Once he got to Clemson, Sunday team training pulled him out of his old church rhythm, so he built new ones. He joined a campus Bible study, started reading John with the team chaplain, and lately he’s been memorizing Joshua 1:9 and Psalm 56.

The Walk Podcast, hosted by Joshua Swanson, exists to give Christian collegiate and professional athletes a platform to talk about Jesus rather than their stat lines. Movieguide® previously covered the show in June 2024, when members of Red Rocks Worship sat down with Swanson to discuss their identity, their touring schedule and the album they were about to record.

Dillard’s episode lands in good company on Movieguide®’s beat. The publication has chronicled the testimonies of Yankees slugger Aaron Judge — whose bio reads “Christian. Faith, Family, then Baseball” — Dodgers shortstop Tommy Edman, and Detroit Tigers outfielder Kerry Carpenter, all of whom keep saying, in their own words, that the scoreboard isn’t the point.
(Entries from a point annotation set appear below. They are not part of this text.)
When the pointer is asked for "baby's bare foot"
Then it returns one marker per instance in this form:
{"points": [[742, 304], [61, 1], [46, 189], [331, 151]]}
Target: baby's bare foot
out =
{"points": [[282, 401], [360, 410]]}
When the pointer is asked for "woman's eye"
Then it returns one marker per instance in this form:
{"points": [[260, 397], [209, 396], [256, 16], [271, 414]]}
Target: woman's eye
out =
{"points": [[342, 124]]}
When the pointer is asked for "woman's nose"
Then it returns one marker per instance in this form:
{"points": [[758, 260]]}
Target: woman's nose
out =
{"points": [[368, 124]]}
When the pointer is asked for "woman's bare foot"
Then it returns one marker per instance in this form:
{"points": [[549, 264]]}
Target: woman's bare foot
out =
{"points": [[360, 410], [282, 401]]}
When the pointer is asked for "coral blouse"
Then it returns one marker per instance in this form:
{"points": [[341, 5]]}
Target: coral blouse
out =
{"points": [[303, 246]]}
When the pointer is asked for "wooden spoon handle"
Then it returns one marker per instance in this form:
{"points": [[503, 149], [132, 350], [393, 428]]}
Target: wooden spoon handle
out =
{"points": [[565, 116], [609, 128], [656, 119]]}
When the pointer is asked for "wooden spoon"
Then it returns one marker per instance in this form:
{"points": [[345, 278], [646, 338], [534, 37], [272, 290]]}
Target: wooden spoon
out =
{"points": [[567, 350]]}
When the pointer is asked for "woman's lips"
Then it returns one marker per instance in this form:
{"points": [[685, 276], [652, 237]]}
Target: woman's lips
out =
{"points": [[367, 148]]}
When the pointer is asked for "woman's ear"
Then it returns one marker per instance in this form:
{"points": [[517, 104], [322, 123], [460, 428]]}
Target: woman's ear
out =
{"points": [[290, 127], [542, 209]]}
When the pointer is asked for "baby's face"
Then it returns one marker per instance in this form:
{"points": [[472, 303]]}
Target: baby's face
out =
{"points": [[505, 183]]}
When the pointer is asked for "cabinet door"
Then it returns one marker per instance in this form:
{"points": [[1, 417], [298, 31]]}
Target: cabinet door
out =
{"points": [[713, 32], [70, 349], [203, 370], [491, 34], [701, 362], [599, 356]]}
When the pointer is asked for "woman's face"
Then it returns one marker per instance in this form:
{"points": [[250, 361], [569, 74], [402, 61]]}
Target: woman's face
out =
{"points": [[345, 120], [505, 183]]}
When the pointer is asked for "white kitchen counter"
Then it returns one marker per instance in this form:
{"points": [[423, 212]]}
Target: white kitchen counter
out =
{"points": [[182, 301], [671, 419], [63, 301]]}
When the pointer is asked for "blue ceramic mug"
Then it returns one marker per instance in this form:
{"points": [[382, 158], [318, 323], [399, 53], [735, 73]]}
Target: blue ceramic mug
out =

Near the end of the conversation, Swanson asked Dillard what he’d tell a viewer who might be, in his words, “curious about this Jesus guy.” The answer came without a beat.

“There’s a father, a friend, that loves you, that is so merciful and has so much grace, that wants to be in your life and will guide you through life,” Dillard said. “Even when you try to ball your fist up and do it yourself, he’s always there to say, like, ‘No, I’ve got you.’”

The episode runs just over 24 minutes and is the latest installment in The Walk Podcast’s College Baseball Series. For a Clemson kid who prayed for one specific phone call and got it, the takeaway is the one he keeps coming back to: the win was never his to begin with.